Hier, nous avons suivi les young adults dans leur facon de faire leur lessive. Nous sommes donc alles a la source de Saluysoy. Hum, vu l'odeur apres lavage, je crois que la prochaine fois, nous irons a la laverie...
Chaque matin, dès 5h, nous avons la chance de pouvoir profiter de l’odeur des sardines grilles… Je vous assure qu’il y a des fois où manger du kánin (riz) accompagné d’isdâ (poisson) est une rude épreuve ! Mais hier soir, c’était particulier car c’était l’anniversaire d’Aurélie. Et qui dit anniversaire, dit… spaghettis bien sûr ! Après tout, ce n’est pas idiot et c’est même délicieux des nouilles, surtout quand en temps normal nous dégustons du riz matin, midi et soir.
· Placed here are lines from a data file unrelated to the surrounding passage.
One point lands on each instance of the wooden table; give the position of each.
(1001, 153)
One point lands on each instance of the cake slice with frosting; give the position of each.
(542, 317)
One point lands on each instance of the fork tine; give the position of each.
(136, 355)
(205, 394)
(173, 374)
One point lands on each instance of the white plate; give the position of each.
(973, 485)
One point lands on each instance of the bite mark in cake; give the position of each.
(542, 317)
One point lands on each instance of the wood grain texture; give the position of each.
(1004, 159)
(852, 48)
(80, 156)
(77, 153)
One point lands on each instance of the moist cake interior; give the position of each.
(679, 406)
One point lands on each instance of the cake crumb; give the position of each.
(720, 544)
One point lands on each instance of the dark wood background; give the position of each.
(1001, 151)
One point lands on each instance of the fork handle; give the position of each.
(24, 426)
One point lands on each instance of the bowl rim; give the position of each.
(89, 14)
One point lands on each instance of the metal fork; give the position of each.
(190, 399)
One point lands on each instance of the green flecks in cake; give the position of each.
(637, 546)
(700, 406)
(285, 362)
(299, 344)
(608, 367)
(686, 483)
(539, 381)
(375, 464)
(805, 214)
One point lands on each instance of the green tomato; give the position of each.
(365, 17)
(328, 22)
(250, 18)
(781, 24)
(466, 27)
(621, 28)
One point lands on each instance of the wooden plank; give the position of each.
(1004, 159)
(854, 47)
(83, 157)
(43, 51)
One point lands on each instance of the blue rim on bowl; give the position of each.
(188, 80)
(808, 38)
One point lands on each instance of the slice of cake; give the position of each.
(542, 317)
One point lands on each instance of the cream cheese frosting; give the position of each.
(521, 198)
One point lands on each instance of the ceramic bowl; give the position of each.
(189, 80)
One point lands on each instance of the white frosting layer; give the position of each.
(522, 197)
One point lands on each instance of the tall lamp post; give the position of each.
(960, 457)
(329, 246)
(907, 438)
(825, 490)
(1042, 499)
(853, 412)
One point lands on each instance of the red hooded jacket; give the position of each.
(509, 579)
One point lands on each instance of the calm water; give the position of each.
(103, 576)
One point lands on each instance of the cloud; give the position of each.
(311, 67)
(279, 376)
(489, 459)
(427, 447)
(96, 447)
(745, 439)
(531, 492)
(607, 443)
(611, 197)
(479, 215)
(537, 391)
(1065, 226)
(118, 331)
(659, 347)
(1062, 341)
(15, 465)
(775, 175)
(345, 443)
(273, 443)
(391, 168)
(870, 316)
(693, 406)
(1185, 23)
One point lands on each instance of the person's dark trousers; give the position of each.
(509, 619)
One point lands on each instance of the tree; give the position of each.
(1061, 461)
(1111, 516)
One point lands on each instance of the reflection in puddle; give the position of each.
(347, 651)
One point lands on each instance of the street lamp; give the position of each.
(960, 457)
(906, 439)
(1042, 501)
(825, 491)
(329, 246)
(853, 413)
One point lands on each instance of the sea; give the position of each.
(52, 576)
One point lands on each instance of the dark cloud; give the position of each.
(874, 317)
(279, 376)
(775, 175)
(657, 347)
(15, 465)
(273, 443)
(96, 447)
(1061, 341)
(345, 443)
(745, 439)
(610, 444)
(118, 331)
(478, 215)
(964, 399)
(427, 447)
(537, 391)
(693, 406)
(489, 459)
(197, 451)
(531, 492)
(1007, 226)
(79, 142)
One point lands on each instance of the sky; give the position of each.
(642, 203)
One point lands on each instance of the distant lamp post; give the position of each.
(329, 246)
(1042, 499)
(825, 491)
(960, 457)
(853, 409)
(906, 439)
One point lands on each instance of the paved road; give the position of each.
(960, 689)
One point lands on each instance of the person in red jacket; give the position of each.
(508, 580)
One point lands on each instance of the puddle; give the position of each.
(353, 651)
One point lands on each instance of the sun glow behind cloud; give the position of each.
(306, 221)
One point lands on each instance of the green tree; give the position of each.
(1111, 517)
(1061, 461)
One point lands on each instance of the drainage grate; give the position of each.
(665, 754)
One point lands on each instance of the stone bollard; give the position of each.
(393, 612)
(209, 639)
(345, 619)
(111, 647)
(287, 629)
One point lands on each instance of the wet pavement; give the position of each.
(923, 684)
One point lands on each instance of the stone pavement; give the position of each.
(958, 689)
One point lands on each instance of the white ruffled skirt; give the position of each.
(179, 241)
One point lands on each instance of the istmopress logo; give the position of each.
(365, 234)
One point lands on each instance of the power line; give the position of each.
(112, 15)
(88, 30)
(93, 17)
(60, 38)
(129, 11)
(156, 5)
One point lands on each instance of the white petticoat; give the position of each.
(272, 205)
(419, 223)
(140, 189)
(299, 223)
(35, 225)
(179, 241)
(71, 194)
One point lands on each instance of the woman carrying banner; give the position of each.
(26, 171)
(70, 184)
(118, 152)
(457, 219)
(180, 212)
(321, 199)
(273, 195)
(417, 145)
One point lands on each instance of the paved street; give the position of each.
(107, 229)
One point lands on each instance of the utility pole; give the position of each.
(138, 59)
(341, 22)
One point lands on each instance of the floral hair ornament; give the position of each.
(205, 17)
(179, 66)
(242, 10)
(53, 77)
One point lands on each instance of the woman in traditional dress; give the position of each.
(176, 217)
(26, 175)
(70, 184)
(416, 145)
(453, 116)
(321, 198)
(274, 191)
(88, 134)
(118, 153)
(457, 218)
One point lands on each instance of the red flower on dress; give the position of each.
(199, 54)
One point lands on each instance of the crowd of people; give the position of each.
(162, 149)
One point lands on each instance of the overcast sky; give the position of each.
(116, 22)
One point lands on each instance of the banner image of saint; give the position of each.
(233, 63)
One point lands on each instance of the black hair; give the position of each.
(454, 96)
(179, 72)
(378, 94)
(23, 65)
Aurélie, en bretonne militante s’était proposée pour faire des crêpes, mais elle a fait ce qu’elle a pu avec les moyens du bord ! En tout cas, les young adults ont beaucoup apprécié ! Magandang kaárawán, ate Lili ! Au menu aussi, du lézard (oui, le fameux lézard), et ça, c’est vraiment délicieux, surtout épicé. La bouche pleine, Arnold, le « social worker » de la ferme me disait discrètement : « Lezard is symbol of fertility in the Philippines ! Eat more, it’s good for men ! »
Avec les young adults et parce que c’était un jour spécial, nous sommes allés prendre un bain de mer (plus chaud qu’en Bretagne cette fois-ci). Rien que le trajet sur le toit du Jeepney était excellent, et les young adults adorent ! Ne pas oublier de s’allonger quand les branches des arbres sont basses ! Sur la plage aussi, ce n’est pas les vidéokés qui manquent et nous marquons 91% sur Lemon Tree ! Cela nous fait un bon entraînement aux trois jours d’« outing » que nous aurons la semaine prochaine avec toute la ferme sur cette même plage.